Rússia alega aumento no desejo de alistamento
No final de março, Vladimir Tsimlyanskiy, do Estado-Maior da Rússia, alegou que cada vez mais homens querem se alistar às Forças Armadas do país. Segundo ele, antes do período de recrutamento de primavera, o Ministério da Defesa teria ampliado a rede de locais onde os candidatos pode se apresentar, e disponibilizado mais instrutores para os novatos.
A partir dos 18 anos, os homens russos podem assinar um contrato temporário com o Ministério da Defesa do país para servir às Forças Armadas por um período limitado. Atualmente, esses soldados contratados lutam ao lado de forças profissionais na guerra na Ucrânia.
Observadores constataram, porém, que o Kremlin promove uma forte campanha em busca de interessados nesse contrato temporário. Segundo o portal de notícias Bloomberg, o governo russo deseja recrutar 400 mil soldados contratados para enviar para a guerra.
Punição para quem não se apresentar
As mudanças aprovadas pela Duma preveem uma série de penalidades para quem não se apresentar no comissariado militar. Entre elas está a proibição de deixar a Rússia a partir do dia da entrega da convocação.
Após o recebimento da notificação, os convocados devem comparecer junto ao comissariado dentro de um prazo de 20 dias. Caso esse prazo não seja cumprido, o recruta deixará de receber empréstimos e crédito, não poderá mais registrar uma empresa, carro ou imóvel, além de perder a carteira de motorista.
Na lei, essas penalidades são classificadas como “temporárias”. Outra medida é a suspensão de benefícios sociais, cuja decisão caberá a autoridade locais.
“Milhões de russos que deixaram o país vão perder seus direitos”, avaliam os autores do grupo no Telegram Mozhemobyasnit (Podemos explicar).
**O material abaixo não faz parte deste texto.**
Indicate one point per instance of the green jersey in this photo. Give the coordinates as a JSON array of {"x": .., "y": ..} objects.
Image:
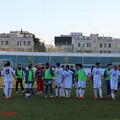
[
  {"x": 107, "y": 75},
  {"x": 81, "y": 75},
  {"x": 48, "y": 74},
  {"x": 19, "y": 73}
]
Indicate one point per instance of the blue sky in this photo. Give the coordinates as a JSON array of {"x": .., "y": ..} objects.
[{"x": 48, "y": 18}]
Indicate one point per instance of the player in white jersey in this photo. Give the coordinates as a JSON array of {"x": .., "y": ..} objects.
[
  {"x": 58, "y": 81},
  {"x": 76, "y": 80},
  {"x": 114, "y": 75},
  {"x": 63, "y": 86},
  {"x": 67, "y": 79},
  {"x": 97, "y": 80},
  {"x": 8, "y": 78}
]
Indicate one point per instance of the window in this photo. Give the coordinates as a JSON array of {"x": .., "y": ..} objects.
[
  {"x": 2, "y": 42},
  {"x": 20, "y": 42},
  {"x": 79, "y": 44},
  {"x": 109, "y": 45},
  {"x": 100, "y": 45},
  {"x": 6, "y": 42},
  {"x": 105, "y": 45},
  {"x": 83, "y": 44},
  {"x": 88, "y": 44},
  {"x": 28, "y": 43},
  {"x": 24, "y": 42}
]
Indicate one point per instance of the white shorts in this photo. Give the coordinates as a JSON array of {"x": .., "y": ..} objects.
[
  {"x": 28, "y": 85},
  {"x": 68, "y": 84},
  {"x": 58, "y": 83},
  {"x": 81, "y": 84},
  {"x": 114, "y": 84},
  {"x": 76, "y": 85},
  {"x": 97, "y": 83},
  {"x": 8, "y": 85}
]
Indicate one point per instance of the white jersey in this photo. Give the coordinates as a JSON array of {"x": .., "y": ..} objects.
[
  {"x": 68, "y": 79},
  {"x": 114, "y": 74},
  {"x": 59, "y": 73},
  {"x": 97, "y": 73},
  {"x": 68, "y": 75},
  {"x": 7, "y": 72}
]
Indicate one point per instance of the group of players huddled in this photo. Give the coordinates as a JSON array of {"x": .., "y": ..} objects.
[{"x": 63, "y": 78}]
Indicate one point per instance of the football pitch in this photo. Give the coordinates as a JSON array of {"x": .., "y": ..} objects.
[{"x": 40, "y": 108}]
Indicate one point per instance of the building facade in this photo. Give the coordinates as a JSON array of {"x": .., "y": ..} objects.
[
  {"x": 16, "y": 41},
  {"x": 93, "y": 44}
]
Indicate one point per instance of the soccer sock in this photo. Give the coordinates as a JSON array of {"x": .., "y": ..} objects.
[
  {"x": 112, "y": 94},
  {"x": 46, "y": 90},
  {"x": 56, "y": 91},
  {"x": 63, "y": 91},
  {"x": 95, "y": 92},
  {"x": 83, "y": 91},
  {"x": 80, "y": 92},
  {"x": 76, "y": 92},
  {"x": 66, "y": 90},
  {"x": 10, "y": 92},
  {"x": 100, "y": 92},
  {"x": 60, "y": 92},
  {"x": 6, "y": 92},
  {"x": 69, "y": 91},
  {"x": 51, "y": 89}
]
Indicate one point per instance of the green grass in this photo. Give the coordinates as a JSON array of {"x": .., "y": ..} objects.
[{"x": 39, "y": 108}]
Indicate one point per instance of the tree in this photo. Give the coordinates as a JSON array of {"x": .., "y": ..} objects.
[{"x": 38, "y": 45}]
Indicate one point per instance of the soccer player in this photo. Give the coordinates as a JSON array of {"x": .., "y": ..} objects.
[
  {"x": 48, "y": 77},
  {"x": 82, "y": 77},
  {"x": 76, "y": 79},
  {"x": 28, "y": 81},
  {"x": 97, "y": 80},
  {"x": 67, "y": 80},
  {"x": 20, "y": 77},
  {"x": 63, "y": 85},
  {"x": 119, "y": 77},
  {"x": 39, "y": 78},
  {"x": 8, "y": 78},
  {"x": 114, "y": 75},
  {"x": 107, "y": 78},
  {"x": 58, "y": 81}
]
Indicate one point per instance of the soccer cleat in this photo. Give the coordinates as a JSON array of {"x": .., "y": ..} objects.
[
  {"x": 46, "y": 96},
  {"x": 81, "y": 97},
  {"x": 109, "y": 96},
  {"x": 22, "y": 91},
  {"x": 56, "y": 96},
  {"x": 95, "y": 97},
  {"x": 51, "y": 96},
  {"x": 101, "y": 98}
]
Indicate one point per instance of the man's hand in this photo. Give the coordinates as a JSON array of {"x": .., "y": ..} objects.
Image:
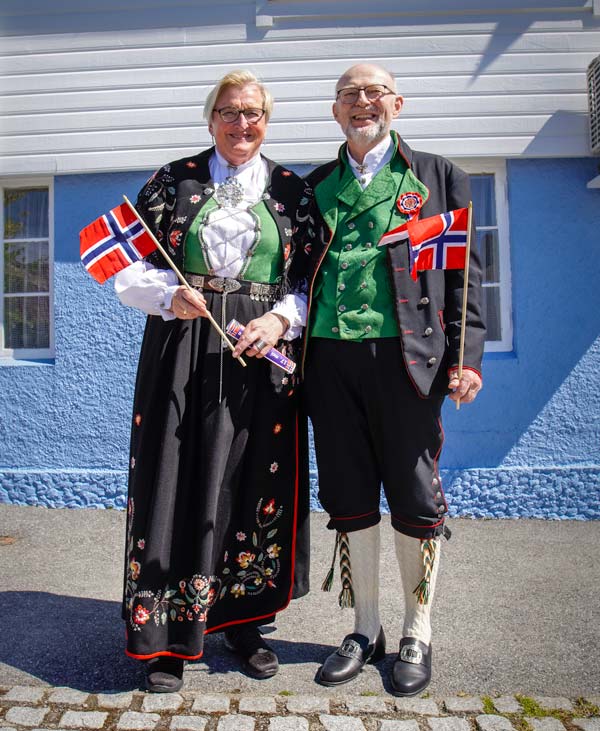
[
  {"x": 188, "y": 305},
  {"x": 261, "y": 334},
  {"x": 467, "y": 388}
]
Segundo eles, muitos russos exilados não possuem uma conta no Gosuslugi, não ficam sabendo da convocação e não podem assinar o recebimento da notificação. “Mesmo assim perdem o direito de realizar transações com os bens que possuem na Rússia. Eles não podem vender o carro e terão dificuldades em pedir um passaporte”, destacou o grupo no aplicativo de mensagens.
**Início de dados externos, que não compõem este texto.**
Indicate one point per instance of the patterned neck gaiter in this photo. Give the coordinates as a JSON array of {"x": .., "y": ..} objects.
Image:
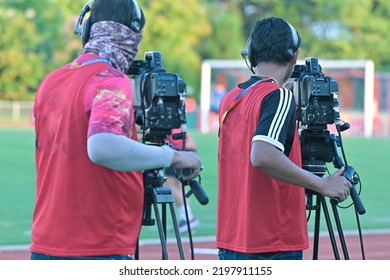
[{"x": 114, "y": 41}]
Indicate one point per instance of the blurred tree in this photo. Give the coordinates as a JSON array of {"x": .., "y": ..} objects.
[
  {"x": 34, "y": 41},
  {"x": 227, "y": 38},
  {"x": 37, "y": 36},
  {"x": 21, "y": 67},
  {"x": 175, "y": 28}
]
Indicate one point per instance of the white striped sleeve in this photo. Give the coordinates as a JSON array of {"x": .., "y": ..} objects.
[{"x": 275, "y": 111}]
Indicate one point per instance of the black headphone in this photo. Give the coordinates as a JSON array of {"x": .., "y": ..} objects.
[
  {"x": 137, "y": 21},
  {"x": 248, "y": 52}
]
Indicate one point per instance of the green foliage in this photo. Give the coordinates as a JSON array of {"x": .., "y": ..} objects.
[
  {"x": 37, "y": 36},
  {"x": 175, "y": 28}
]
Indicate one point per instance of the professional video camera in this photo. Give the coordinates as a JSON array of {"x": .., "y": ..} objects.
[
  {"x": 158, "y": 97},
  {"x": 159, "y": 105},
  {"x": 318, "y": 106}
]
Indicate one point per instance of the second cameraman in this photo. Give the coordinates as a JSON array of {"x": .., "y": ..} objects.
[
  {"x": 261, "y": 212},
  {"x": 90, "y": 194}
]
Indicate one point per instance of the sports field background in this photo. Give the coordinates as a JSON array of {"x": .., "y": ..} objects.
[{"x": 370, "y": 158}]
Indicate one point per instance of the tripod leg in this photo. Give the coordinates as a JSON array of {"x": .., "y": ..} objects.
[
  {"x": 340, "y": 231},
  {"x": 330, "y": 228},
  {"x": 177, "y": 234},
  {"x": 161, "y": 232},
  {"x": 317, "y": 229}
]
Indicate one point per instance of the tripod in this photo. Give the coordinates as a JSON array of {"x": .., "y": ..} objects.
[
  {"x": 156, "y": 194},
  {"x": 320, "y": 201},
  {"x": 318, "y": 168}
]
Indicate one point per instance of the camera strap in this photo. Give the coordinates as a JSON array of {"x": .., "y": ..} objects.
[{"x": 237, "y": 100}]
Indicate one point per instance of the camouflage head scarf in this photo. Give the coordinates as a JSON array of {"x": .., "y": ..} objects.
[{"x": 114, "y": 41}]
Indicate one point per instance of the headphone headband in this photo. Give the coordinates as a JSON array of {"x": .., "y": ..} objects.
[
  {"x": 248, "y": 53},
  {"x": 137, "y": 20}
]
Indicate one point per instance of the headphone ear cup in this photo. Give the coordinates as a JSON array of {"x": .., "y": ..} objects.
[
  {"x": 251, "y": 57},
  {"x": 85, "y": 31}
]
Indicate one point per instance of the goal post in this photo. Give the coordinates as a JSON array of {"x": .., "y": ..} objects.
[{"x": 237, "y": 71}]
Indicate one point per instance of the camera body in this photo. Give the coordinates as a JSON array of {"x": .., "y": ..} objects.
[
  {"x": 317, "y": 95},
  {"x": 318, "y": 106},
  {"x": 158, "y": 96}
]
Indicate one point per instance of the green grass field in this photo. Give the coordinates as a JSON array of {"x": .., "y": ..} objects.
[{"x": 370, "y": 158}]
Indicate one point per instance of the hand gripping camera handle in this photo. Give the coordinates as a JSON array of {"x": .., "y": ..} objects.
[
  {"x": 348, "y": 173},
  {"x": 198, "y": 191}
]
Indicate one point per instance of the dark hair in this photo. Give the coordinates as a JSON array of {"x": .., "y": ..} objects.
[
  {"x": 273, "y": 40},
  {"x": 112, "y": 10}
]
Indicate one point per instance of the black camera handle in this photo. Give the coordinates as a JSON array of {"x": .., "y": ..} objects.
[{"x": 350, "y": 174}]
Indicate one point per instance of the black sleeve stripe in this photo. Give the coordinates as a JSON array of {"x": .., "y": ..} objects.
[{"x": 280, "y": 114}]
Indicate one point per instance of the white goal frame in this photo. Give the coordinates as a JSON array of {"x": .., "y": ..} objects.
[{"x": 366, "y": 65}]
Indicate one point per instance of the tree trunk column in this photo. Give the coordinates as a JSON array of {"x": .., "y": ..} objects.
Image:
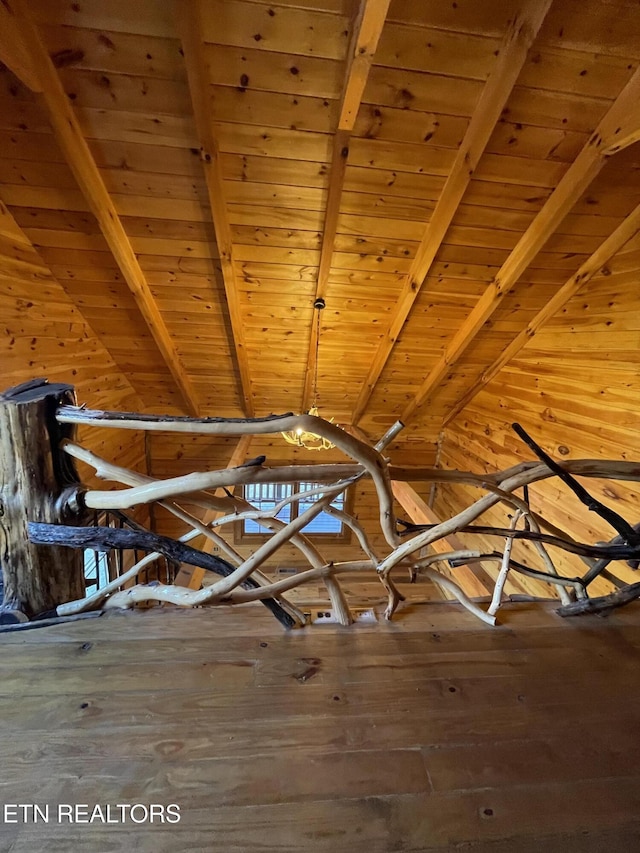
[{"x": 33, "y": 476}]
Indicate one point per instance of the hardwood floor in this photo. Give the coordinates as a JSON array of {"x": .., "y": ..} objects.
[{"x": 433, "y": 732}]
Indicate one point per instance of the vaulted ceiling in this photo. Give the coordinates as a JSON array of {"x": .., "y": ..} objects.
[{"x": 196, "y": 173}]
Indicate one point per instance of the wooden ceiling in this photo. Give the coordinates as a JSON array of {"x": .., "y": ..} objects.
[{"x": 195, "y": 173}]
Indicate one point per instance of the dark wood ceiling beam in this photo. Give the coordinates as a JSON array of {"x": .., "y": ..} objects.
[
  {"x": 362, "y": 47},
  {"x": 74, "y": 147},
  {"x": 576, "y": 180},
  {"x": 512, "y": 56},
  {"x": 189, "y": 19}
]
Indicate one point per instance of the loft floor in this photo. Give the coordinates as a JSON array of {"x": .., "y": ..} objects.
[{"x": 433, "y": 732}]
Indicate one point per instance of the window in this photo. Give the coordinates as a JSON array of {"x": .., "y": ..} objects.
[
  {"x": 266, "y": 496},
  {"x": 96, "y": 570}
]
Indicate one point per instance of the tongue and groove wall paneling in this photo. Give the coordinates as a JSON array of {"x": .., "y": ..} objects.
[
  {"x": 45, "y": 334},
  {"x": 574, "y": 388}
]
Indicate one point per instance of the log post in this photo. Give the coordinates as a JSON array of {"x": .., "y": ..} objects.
[{"x": 34, "y": 479}]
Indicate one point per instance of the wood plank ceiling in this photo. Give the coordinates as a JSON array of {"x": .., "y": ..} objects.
[{"x": 195, "y": 173}]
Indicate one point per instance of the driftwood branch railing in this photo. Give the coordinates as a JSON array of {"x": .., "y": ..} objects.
[{"x": 46, "y": 515}]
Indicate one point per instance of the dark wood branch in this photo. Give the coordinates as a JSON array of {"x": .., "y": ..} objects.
[
  {"x": 603, "y": 603},
  {"x": 619, "y": 524},
  {"x": 600, "y": 565},
  {"x": 108, "y": 538},
  {"x": 545, "y": 577},
  {"x": 94, "y": 416},
  {"x": 612, "y": 552}
]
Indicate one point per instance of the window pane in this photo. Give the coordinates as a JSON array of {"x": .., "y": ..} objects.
[
  {"x": 265, "y": 497},
  {"x": 323, "y": 523}
]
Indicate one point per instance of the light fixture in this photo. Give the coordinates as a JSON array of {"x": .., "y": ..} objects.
[{"x": 299, "y": 436}]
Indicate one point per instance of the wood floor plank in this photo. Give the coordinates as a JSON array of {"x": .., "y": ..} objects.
[{"x": 429, "y": 733}]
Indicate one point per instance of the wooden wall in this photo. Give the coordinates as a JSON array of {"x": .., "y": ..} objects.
[
  {"x": 43, "y": 334},
  {"x": 173, "y": 455},
  {"x": 575, "y": 389}
]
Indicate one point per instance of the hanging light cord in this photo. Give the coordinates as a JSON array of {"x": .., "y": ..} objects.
[{"x": 318, "y": 305}]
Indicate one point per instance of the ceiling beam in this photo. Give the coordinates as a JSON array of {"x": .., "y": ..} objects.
[
  {"x": 576, "y": 180},
  {"x": 512, "y": 56},
  {"x": 80, "y": 160},
  {"x": 189, "y": 20},
  {"x": 13, "y": 51},
  {"x": 364, "y": 40},
  {"x": 591, "y": 267}
]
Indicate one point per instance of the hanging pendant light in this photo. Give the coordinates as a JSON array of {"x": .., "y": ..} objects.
[{"x": 299, "y": 436}]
Registro geral de recrutas
As mudanças preveem também a criação de um registro unificado para os recrutas, que será baseado em informações de bancos de dados estatais. Para isso, serão disponibilizadas informações sobre o endereço de residência, número de identificação fiscal, telefone ou carteira de motorista. Os dados viriam, por exemplo, do Ministério da Educação e do Interior, da Receita Federal, do Fundo Social, além de universidades, empresas e outras organizações.
Com base nesse catálogo, um “registro de acesso geral” do envio da convocação deve ser gerado automaticamente. A notificação será considerada entregue uma semana após aparecer nesse sistema, quando não puder ser entregue por outros meios.
No final de março, Tsimlyanskiy, do Estado-Maior russo, afirmou que a Rússia já registrou os recrutas desse ano neste novo formato. Os comissariados militares teriam recebido dados de autoridades federais, regionais e militares. Ele destacou que 700 mil jovens que nasceram em 2006 foram registrados nas Forças Armadas. A convocação está sendo enviada a todos eles desde 1º de abril.
Observadores temem que, com a mudança na legislação, esteja sendo preparada uma mobilização maciça. A chamada “mobilização parcial” promovida em setembro resultou numa onda de fuga da Rússia: centenas de milhares de russos deixaram o país.
O porta-voz de Putin, Dmitry Peskov, rejeitou que a mudança no sistema de alistamento tenha alguma relação com uma mobilização e disse que ela serve apenas para o registro no Exército.
O período de alistamento de primavera na Rússia vai de 1º de abril a 15 julho e atinge todos os russos com idades entre 18 e 27 anos. Um projeto para aumentar gradualmente a idade máxima de alistamento já foi apresentado para a Duma.